Hu Jintao

Hu Jintao is the highest ranked leader of the Chinese Communist Party (CCP), having assumed the position of CCP general secretary at the November 2002 16th Party Congress and again at the October 2007 17th CCP Congress. He was appointed president of the PRC in March 2003 and re-appointed president in March 2008. Hu will lead the CCP and the PRC government for the next five years. He also exercises military leadership as chair of the CCP Central Military Commission (CMC), to which he was first appointed in September 2004, replacing Jiang Zemin. He was reappointed chair of the party CMC at the first plenary session of the 17th CCP Central Committee.

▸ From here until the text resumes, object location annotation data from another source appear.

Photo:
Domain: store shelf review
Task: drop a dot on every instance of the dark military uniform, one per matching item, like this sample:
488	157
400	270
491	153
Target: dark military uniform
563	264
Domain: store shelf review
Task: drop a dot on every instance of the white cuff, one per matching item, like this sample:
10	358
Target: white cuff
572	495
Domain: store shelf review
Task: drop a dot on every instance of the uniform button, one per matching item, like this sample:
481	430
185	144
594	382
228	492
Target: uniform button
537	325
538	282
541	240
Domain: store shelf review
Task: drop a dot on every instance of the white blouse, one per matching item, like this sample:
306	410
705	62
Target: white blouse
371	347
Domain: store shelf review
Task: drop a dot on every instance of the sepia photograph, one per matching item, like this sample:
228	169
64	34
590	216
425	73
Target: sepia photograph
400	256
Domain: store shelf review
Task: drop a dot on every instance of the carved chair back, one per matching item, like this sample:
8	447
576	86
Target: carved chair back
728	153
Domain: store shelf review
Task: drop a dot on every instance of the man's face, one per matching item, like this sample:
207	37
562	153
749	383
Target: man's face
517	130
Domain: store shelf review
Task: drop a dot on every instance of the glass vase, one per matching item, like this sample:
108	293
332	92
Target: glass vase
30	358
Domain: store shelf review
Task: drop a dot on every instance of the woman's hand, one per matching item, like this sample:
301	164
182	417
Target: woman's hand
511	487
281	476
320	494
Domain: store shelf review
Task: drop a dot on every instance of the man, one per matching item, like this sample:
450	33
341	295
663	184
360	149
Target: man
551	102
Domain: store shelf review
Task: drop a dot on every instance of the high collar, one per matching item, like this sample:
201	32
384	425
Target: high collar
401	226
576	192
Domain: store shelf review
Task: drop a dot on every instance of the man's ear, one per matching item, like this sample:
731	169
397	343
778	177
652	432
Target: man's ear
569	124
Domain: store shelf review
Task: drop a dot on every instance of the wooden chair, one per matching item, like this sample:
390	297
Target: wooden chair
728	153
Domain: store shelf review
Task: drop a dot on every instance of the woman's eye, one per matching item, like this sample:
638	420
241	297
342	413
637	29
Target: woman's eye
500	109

A native of Jixi, Anhui, Hu was born in 1942. In 1946, his family moved to Jiangsu where he began school. Later, while a student at Qinghua University majoring in hydraulic engineering, Hu joined the CCP in 1964. He became a political instructor at his alma mater upon graduation in 1965. In 1968, Hu was transferred to the Ministry of Water Resources and Electric Power and, in 1974, to Gansu where he served as deputy head of the Project Design Management Division of the Provincial Construction Commission. During this period he took part in the construction of two hydroelectric power stations in the upper reaches of the Yellow River.
Hu became the youngest member of the CCP Central Committee in 1982, when he was 39. At the age of 44, he became CCP secretary of Guizhou, again the youngest among his peers. At the end of 1988, Hu was appointed CCP secretary of Tibet as turmoil erupted. Hu has roots in the Communist Youth League of China (CYLC), first serving as secretary of the Gansu provincial CYLC and then becoming a member of the national CYLC secretariat in Beijing in 1984. He also took up the post of the president of the All-China Youth Federation.
Hu was appointed to the Standing Committee of the CCP Politburo in October 1992 at the 14th CCP Congress, at which time he was also appointed to the Secretariat of the CCP Central Committee. At the 15th CCP Congress in 1997, Hu was re-appointed as a member of the Politburo Standing Committee and member of the Secretariat of the 15th CCP Central Committee. In March 1998, Hu was elected vice president of the PRC at the first session of the ninth National People's Congress (NPC).
Hu and his wife, Liu Yongqing, were classmates at Qinghua University. The couple has a son and a daughter who are both graduates of Qinghua University.